Last week I noticed that a lot of people have been arriving at the site having Googled the phrase “how to walk comfortably in Pigalles” … even although I don’t think I’ve ever written anything on that particular subject. I aim to please, though, so if you’re one of those people, there’s something very important you need to know:
Pigalles aren’t designed for comfort.
They’re just not. Especially not the Pigalle 120, which is the highest version of the style. Even Christian Louboutin himself has admitted that comfort isn’t his top priority when designing footwear, which says it all, really:
“People say I am the king of painful shoes. I don’t want to create painful shoes, but it is not my job to create something comfortable. I try to make high heels as comfortable as they can be, but my priority is design, beauty and sexiness. I’m not against them, but comfort is not my focus.”
– Christian Louboutin
Now, regardless of how you feel about this, the fact remains that people don’t buy Louboutins because they’re comfortable. NO five inch stiletto is going to be truly “comfortable”, but that doesn’t mean you have to be in pain when you’re wearing them. If you want to be able to walk (relatively) comfortably in Pigalles, here’s my advice:
1. Size down
Pigalles run a half size to a full size large. What’s more, the steep angle created by the heel will make the foot slide forward, which means your toes get squashed into that narrow toebox: ouch. To avoid this, you need to make sure the shoe is as close a fit as possible, so the foot is held securely in place. Pigalles will generally “mold” to the foot with use, and while they shouldn’t stretch too much, sizing down also ensures that they won’t feel too large after a few wears. These are shoes that it’s best to try on in person before buying, if at all possible, but whatever you do, don’t size up or it’ll be really difficult to keep the shoes on your feet!

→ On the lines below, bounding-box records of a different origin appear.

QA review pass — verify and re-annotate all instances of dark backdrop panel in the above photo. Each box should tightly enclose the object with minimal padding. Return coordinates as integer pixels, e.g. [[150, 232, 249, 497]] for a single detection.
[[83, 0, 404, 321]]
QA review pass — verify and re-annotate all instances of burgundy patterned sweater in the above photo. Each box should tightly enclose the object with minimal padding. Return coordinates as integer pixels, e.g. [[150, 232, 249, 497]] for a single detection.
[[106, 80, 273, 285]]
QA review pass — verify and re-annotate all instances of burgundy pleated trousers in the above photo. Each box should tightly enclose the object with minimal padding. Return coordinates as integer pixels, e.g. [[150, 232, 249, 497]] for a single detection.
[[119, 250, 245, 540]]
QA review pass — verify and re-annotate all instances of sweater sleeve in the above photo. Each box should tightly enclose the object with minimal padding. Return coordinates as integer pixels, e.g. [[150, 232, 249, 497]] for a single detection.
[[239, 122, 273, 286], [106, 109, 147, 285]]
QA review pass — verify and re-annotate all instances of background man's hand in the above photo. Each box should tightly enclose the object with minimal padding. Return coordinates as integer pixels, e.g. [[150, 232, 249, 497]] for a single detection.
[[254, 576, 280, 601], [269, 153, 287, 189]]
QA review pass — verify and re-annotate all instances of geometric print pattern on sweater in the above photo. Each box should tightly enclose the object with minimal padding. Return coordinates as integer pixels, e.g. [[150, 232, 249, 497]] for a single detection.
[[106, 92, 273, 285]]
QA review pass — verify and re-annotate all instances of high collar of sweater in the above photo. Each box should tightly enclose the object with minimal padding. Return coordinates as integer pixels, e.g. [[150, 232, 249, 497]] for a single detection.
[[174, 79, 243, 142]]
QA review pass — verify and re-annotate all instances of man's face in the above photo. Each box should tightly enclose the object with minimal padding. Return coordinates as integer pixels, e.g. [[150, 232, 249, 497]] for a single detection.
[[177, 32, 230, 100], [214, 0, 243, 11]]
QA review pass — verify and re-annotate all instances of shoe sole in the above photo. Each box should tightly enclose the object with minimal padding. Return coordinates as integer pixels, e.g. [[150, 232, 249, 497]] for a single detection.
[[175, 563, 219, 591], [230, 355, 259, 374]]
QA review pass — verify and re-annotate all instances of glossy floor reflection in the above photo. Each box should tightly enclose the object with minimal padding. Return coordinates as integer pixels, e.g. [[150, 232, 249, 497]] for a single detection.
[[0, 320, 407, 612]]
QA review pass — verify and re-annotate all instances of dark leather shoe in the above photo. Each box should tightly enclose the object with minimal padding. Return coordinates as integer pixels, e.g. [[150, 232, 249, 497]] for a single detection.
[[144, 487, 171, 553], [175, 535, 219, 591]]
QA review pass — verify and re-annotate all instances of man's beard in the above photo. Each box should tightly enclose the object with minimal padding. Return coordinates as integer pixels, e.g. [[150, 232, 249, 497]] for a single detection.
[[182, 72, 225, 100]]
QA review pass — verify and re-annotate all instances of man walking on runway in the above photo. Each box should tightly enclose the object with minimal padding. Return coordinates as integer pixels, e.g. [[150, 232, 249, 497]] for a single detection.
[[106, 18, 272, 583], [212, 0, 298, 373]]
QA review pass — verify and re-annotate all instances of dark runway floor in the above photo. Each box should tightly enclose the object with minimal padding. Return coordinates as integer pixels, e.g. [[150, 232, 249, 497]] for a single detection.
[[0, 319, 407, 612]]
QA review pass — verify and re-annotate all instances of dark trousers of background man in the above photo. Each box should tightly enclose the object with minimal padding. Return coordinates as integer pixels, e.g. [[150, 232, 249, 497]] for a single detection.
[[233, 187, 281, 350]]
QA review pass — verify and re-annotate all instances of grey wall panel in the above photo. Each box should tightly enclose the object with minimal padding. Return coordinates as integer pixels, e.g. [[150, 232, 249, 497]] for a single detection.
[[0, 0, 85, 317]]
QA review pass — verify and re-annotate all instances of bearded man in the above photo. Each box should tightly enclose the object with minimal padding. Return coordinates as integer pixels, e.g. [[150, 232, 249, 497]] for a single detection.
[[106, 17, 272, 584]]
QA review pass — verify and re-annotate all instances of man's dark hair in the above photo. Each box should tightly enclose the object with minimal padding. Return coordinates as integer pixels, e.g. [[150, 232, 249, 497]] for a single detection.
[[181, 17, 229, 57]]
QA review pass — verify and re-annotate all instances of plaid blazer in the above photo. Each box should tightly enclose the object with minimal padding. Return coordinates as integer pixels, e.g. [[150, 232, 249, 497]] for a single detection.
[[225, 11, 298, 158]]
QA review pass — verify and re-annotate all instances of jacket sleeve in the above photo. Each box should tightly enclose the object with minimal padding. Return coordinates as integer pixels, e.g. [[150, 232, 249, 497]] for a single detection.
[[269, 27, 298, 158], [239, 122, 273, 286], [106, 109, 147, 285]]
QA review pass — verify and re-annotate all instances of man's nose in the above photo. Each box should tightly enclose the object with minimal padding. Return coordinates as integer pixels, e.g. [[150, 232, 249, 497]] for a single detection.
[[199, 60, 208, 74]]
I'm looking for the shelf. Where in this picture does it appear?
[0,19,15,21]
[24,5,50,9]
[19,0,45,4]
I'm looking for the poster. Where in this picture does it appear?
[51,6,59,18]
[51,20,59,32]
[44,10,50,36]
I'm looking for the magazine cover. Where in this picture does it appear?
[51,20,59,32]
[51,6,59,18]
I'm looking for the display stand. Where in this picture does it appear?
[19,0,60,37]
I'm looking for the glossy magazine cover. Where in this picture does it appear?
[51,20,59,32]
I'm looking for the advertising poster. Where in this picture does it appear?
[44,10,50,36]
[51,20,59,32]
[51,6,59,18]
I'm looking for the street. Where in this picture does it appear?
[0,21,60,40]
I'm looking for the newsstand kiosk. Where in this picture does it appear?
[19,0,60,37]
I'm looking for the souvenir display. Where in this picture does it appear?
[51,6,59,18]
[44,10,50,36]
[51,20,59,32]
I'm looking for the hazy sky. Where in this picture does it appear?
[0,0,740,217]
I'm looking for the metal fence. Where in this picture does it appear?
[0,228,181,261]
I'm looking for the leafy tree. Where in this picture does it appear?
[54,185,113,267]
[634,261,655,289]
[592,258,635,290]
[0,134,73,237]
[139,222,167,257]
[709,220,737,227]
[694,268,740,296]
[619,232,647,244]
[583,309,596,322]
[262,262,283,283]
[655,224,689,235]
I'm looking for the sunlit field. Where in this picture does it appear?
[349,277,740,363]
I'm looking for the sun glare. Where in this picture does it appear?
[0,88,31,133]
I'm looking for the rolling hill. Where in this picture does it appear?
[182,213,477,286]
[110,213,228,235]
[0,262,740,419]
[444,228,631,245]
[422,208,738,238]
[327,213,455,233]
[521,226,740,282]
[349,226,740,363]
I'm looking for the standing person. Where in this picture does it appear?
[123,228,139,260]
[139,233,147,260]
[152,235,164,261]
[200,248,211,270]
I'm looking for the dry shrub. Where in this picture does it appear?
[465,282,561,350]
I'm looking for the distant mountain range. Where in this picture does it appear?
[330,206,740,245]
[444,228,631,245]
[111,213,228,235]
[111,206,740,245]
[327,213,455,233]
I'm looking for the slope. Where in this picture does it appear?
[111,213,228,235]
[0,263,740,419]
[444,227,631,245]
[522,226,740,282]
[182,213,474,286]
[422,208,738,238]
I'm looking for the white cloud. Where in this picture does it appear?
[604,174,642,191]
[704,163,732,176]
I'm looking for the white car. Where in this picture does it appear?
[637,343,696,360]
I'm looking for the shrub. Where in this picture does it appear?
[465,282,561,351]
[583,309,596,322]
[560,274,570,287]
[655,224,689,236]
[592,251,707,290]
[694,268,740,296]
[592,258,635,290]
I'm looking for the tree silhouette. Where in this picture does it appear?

2. Don’t wear them with tights
In generally, tights/stockings can make high heels harder to walk in, purely because they make it very easy for the foot to slip out of the shoe. As I mentioned above, the Pigalle 120 has such a steep angle that your foot will want to slide forward anyway, and slippy hosiery will make that even worse. Wearing them with bare feet will help prevent this, but if you’re still having problems, you might want to consider adding gel insoles in the toe box: Foot Petals make these ones which go under the ball of the foot, but as the Pigalle has such a narrow toe, you may need to trim them to fit properly.
3. Practice, practice, practice
This tip really applies to all heels, not just the Pigalles, but even if you’re used to wearing very high heels, you’re probably going to walk to take these shoes for a few test runs before wearing them out of the house. They’re by no means the most difficult shoes to walk in, but they can take a bit of getting used to, so spend a bit of time walking around the house in them first.
Not all shoes will work for all people. If you’re really struggling to walk in this style, it could be time to start investigating other options: luckily there are plenty of them to choose from!